Délibératif ? Propre à emporter l'adhésion (ou le rejet) d'une assemblée ?
Cicéron a dû en faire des discours sur la question. Mais je pense aux discours des grandes figures de la Révolution française, Robespierre :
http://membres.multimania.fr/discours/guerre.htm
Danton (un extrait de son appel à l'Assemblée législative en1792 a d'ailleurs été donné au bac une année ...) Le fameux "De l'audace, encore de l'audace, toujours de l'audace " ...

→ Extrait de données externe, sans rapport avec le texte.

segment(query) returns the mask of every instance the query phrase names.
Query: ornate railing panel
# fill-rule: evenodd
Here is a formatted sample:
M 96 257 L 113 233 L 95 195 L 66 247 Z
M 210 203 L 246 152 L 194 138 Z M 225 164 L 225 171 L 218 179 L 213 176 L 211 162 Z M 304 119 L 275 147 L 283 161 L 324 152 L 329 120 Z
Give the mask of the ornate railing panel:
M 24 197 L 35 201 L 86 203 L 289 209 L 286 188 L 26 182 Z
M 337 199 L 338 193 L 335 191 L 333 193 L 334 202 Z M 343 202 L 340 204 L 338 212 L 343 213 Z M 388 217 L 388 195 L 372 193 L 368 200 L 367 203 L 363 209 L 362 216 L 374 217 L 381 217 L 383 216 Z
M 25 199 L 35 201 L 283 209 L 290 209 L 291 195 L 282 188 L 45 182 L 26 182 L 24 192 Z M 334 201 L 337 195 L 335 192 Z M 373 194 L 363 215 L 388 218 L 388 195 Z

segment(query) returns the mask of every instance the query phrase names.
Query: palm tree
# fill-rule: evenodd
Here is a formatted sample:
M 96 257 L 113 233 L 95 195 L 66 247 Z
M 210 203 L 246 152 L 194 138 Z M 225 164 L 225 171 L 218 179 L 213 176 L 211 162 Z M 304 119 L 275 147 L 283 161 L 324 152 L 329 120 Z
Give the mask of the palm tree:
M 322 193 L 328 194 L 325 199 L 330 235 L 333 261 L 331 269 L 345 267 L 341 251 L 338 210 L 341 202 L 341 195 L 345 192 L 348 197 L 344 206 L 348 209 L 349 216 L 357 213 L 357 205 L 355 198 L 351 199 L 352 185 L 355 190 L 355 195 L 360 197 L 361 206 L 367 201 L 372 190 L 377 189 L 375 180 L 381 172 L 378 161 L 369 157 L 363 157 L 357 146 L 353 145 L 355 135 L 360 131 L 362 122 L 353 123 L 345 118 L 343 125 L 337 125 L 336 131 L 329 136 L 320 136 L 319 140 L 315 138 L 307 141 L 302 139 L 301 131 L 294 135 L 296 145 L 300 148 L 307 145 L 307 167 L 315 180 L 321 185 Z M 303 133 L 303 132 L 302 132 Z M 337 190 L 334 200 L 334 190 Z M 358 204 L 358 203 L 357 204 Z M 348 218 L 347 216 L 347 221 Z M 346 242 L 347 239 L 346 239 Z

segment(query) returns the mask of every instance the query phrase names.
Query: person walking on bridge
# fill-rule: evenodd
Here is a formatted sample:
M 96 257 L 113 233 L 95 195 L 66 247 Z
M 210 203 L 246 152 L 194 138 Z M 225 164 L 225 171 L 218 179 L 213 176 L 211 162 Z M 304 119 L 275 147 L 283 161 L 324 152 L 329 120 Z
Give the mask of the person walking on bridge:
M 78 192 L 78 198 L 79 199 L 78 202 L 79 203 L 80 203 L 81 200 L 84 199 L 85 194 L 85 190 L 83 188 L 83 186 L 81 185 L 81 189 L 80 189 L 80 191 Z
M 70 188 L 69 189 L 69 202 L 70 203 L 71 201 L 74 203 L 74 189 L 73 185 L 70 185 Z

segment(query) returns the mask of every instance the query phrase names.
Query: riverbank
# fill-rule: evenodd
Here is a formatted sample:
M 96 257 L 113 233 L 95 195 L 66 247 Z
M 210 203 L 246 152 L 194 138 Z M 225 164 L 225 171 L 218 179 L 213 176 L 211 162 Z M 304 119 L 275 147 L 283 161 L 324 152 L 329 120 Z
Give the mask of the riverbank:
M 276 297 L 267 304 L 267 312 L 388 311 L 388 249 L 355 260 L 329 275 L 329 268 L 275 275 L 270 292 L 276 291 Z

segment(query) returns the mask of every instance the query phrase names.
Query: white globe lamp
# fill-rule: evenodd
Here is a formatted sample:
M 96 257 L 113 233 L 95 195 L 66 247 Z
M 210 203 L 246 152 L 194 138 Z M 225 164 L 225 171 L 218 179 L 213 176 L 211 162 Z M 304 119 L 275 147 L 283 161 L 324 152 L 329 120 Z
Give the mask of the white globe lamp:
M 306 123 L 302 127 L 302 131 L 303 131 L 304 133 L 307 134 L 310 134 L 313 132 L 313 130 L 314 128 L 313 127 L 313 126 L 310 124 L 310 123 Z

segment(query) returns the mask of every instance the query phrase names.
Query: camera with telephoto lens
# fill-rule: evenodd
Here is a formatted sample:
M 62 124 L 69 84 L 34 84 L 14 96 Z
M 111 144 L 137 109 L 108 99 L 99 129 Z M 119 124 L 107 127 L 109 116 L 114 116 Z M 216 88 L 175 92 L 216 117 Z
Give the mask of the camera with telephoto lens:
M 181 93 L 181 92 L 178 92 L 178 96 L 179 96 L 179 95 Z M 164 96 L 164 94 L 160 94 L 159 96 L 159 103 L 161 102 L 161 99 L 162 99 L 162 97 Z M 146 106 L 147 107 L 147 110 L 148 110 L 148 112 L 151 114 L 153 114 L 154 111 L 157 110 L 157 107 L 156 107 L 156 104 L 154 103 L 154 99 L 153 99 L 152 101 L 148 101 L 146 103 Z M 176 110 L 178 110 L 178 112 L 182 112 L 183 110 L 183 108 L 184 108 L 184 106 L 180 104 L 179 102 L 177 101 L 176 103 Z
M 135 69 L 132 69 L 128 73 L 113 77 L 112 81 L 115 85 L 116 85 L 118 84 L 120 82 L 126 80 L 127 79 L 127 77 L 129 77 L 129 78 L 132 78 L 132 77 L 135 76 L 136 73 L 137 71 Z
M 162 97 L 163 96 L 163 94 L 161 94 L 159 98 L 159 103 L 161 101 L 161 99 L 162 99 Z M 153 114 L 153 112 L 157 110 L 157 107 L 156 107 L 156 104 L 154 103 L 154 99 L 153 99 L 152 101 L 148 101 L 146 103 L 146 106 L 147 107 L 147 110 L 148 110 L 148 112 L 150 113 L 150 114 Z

On trouve dans le petit bouquin de ... de Brighelli (décidément!) et Dobransky : L'Argumentation - Bac français 2de-1re- publié chez Magnard (collection Totem), la proclamation de Napoléon à ses troupes (1er mars 1815) et un débat à la chambre des députés entre Jules Ferry et Georges Clémenceau (juillet 1885) sur les guerres coloniales ...

Je pense aussi bien sûr à Victor Hugo tribun ... Il me semble aussi qu'au début de Nicomède de Corneille, à vérifier ...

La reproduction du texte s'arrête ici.